Re: Signal handling in a page fault handler

From: Daniel Vetter
Date: Tue Apr 03 2018 - 11:12:30 EST


On Tue, Apr 03, 2018 at 07:48:29AM -0700, Matthew Wilcox wrote:
> On Tue, Apr 03, 2018 at 03:12:35PM +0200, Thomas Hellstrom wrote:
> > I think the TTM page fault handler originally set the standard for this.
> > First, IMO any critical section that waits for the GPU (like typically the
> > page fault handler does), should be locked at least killable. The need for
> > interruptible locks came from the X server's silken mouse relying on signals
> > for smooth mouse operations: You didn't want the X server to be stuck in the
> > kernel waiting for GPU completion when it should handle the cursor move
> > request.. Now that doesn't seem to be the case anymore but to reiterate
> > Chris' question, why would the signal persist once returned to user-space?
>
> Yeah, you graphics people have had to deal with much more recalcitrant
> hardware than most of the rest of us ... and less reasonable user
> expectations ("My graphics card was doing something and I expected
> everything else to keep going" vs "My hard drive died and my kernel
> paniced, oh well.")
>
> I don't know exactly how the signal code works at the delivery end;
> I'm not sure when TIF_SIGPENDING gets cleared.
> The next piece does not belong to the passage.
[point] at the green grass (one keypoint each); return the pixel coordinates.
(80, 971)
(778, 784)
I just get concerned
> when I see one bit of kernel code doing things in a very complicated
> and careful manner and another bit of kernel code blithely assuming
> that everything's going to be OK.

I think you last line pretty much sums up the proper attitude when writing
gpu drivers:

https://i.imgflip.com/27nm7w.jpg

Cheers, Daniel
--
Daniel Vetter
Software Engineer, Intel Corporation
http://blog.ffwll.ch